The group has grown from several ad-hoc, small scale studies of the social life of medical Longinus Pamba.Lab.2 webscience in Africa. For example, a study of Gambian vaccine trials explored tensions between ethical and scientific protocols and everyday scientific work. Research undertaken within a Kenyan collaborative health research project showed how medical research inserts itself into local relations and local ways of negotiating power and wealth. Inquiries among medical colleagues working in Africa showed an omnipresence of rumours about unequal exchange, which could be interpreted as an ethical debate about the wider frames in which medical research is conducted. While these and other instructive experiences in the context of medical research projects provided our initial inspiration, the aims of our group  – consisting of members in Cambridge and collaborators in the UK, Europe and Africa – are broader, going beyond questions of ‘local’ encounters, research ethics and the ‘researcher-researched’ interface.

Aims
Our studies of medical research in practice explore the interaction between social, cultural, political, economic and scientific factors shaping scientific medical research in contemporary Africa, with the aim of a better understanding of medical science and of African society – and of both within wider, global, networks. In other words, our aim is to delocalise the study of ‘African modernities’ that has been fashionable in anthropology for a while, by studying global networks of science; and we attempt to resituate the social study of science by moving from the laboratories into the ‘fields’ of medical field research, which combine traits of the laboratory with the features of the localised ‘communities’, whence ethnography once derived. Both movements are intended to bring us beyond the blockage that dichotomies of local-global (or Africa – West), as well as science-public etc. impose on our understanding.

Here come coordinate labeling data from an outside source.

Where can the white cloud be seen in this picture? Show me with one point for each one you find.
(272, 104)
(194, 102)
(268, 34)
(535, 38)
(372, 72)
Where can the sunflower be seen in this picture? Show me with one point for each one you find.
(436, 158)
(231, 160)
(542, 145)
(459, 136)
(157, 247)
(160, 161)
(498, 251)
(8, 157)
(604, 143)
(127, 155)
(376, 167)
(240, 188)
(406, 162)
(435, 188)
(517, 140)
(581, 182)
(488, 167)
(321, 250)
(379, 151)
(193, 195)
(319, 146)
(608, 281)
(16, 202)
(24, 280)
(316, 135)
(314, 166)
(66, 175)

The objectives of our work are:
1. To explore ethnographically the social life of African ‘trial communities’ on different levels, from villages to universities, technologies to ethics, laboratories to journalists.
2. To elucidate the recent history of medical research in Africa with an emphasis on the evolution of institutional, political-economic and scientific structures.
3. To examine ties between past and present in medical science in Africa, considering personal and institutional memory and understandings of change.
4. To use anthropological and historical approaches to identify key challenges to ethical and democratic, effective and equitable scientific research in Africa.

Our research has been funded by the Wellcome Trust, the Leverhulme Trust, ESRC, the European Science Foundation and the British Academy. We began our work together in 2006 and expect to end our current project frame in 2015.